The Transition Movement: Moving Cities Forward

There are countless initiatives out there striving to make our cities, towns, communities and regions more livable. The blogosphere is bubbling with what must be hundreds of individuals sharing their own thoughts on the status quo and future potential. Well, a new (to us) initiative has caught our eye and we’ve sat down to examine how this one stands out from the rest. 

The Transition Movement is a growing international network of “transition" towns, cities, islands, and hamlets working to wean themselves from a dependence on oil, foreign or otherwise, as well as other finite resources. It’s rhetoric we’ve grown accustomed to hearing—but this effort stands out. In the process of successfully addressing the oil question, this grassroots model for change begins with its core constituents: the residents of a community. A set of  7 guiding principles (Inclusion and Openness among them) and 12 “ingredients” are designed to inform each community’s unique steps toward a lower carbon footprint and help to ensure that what begins as a citizen-led effort gains strength by ensuring multi-stakeholder planning and utilizing “local assets, innovating, networking, collaborating, replicating proven strategies and respecting the deep patterns of nature and diverse cultures in their place.” The “ingredients” are meant to inform a sort of energy addiction intervention complete with addressing the issues at hand, being open to a variety of solutions, and devising a 12-step process to tackle energy conservation and permaculture goals. One of the unique steps is called “Honor the Elders” and discusses the value, not of returning to a Depression-era lifestyle, but of learning from the past and re-skilling ourselves in the activities that reject a throw-away culture. Whether or not all residents want to grow their own food or learn how to harvest rainwater, there is no denying that such activities facilitate both independence and community. The no excuses approach is an exceptionally refreshing aspect of the Transition philosophy , which amusingly outlines seven solutions to address common hurdles including a lack of funding, red tape, and political differences.

The overriding goal is to reduce a given community’s dependence on oil, which in turn, is working to inform projects that address many important elements of a healthy and engaged community including food, transportation, energy, and economic systems. There is no set prescription for selecting projects, rather, community members and existing resources combine forces to address their unique goals. For example, Transition PDX in Portland, OR is focusing heavily on improving food systems with the local government and local food organizations—as well as energy and water systems.

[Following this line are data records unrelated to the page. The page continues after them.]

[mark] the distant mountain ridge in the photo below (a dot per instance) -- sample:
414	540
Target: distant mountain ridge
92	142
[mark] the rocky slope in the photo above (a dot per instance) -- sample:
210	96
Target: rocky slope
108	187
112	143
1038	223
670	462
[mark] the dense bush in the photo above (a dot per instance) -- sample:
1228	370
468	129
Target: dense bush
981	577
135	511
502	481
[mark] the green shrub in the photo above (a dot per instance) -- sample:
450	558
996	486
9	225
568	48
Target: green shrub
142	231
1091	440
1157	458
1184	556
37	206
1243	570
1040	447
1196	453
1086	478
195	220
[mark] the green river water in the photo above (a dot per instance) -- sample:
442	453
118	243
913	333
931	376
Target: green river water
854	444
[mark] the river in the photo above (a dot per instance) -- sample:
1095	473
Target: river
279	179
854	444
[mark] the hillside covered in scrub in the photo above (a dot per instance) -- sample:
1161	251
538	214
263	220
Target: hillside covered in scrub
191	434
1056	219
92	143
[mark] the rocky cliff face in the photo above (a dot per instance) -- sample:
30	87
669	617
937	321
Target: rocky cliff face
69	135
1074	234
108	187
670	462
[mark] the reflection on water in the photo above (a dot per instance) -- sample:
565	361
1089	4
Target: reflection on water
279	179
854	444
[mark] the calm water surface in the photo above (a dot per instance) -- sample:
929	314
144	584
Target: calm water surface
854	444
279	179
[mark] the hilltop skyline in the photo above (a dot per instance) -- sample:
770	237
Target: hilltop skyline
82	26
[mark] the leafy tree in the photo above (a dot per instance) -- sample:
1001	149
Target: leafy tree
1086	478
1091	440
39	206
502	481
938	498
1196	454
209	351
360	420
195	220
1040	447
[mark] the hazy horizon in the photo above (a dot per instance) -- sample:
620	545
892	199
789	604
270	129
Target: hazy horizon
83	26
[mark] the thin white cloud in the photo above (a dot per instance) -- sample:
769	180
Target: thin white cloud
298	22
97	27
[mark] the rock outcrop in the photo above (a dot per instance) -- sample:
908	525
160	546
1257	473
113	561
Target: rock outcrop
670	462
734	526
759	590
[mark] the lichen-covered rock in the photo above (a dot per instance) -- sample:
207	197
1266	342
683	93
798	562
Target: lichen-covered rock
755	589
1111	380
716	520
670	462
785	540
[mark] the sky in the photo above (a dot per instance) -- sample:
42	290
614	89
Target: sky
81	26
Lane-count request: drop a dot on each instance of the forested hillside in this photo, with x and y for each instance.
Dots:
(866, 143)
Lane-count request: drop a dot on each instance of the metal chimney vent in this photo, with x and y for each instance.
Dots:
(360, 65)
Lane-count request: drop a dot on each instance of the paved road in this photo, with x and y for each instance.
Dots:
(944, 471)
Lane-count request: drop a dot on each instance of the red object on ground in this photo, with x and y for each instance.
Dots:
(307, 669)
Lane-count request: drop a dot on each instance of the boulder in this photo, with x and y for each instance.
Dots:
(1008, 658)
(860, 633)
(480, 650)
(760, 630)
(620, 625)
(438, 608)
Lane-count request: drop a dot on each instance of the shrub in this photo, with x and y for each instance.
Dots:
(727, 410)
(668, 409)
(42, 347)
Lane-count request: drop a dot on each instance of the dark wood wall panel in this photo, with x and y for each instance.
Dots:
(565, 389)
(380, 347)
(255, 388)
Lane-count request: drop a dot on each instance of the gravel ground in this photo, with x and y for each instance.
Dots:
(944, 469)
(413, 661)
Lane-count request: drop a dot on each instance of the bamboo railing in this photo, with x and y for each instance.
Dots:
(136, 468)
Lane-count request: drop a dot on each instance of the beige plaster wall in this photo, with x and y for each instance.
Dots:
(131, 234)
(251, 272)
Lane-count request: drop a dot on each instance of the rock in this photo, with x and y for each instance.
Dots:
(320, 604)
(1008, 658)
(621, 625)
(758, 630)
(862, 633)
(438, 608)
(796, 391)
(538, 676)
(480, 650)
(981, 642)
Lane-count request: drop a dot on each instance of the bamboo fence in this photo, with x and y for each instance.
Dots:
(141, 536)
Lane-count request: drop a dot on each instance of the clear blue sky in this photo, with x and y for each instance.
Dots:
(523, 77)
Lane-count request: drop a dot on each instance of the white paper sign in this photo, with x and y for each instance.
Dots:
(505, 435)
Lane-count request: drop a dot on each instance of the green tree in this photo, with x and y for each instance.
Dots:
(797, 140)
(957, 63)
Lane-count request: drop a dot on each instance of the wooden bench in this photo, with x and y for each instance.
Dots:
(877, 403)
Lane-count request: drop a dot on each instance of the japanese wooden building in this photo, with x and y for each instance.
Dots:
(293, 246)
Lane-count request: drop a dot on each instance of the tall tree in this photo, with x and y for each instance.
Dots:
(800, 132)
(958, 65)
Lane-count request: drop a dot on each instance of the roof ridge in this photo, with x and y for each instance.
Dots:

In turn, “Sustainable Tucson” has devised a series of sketch plans to address their very different needs in regard to food, water, energy, and the built environment.

The Transition Movement stands out from other community grassroots movements with an emphasis not on rehashing or duplicating the efforts of other initiatives but on connecting and pooling those existing resources. This network building is essential to successfully addressing issues of community health, longevity, equity, and social connectedness. What's more, the shared mission to to reduce energy consumption, combined with psychological and spiritual goals, is successfully reframing the approach to making our communities more livable.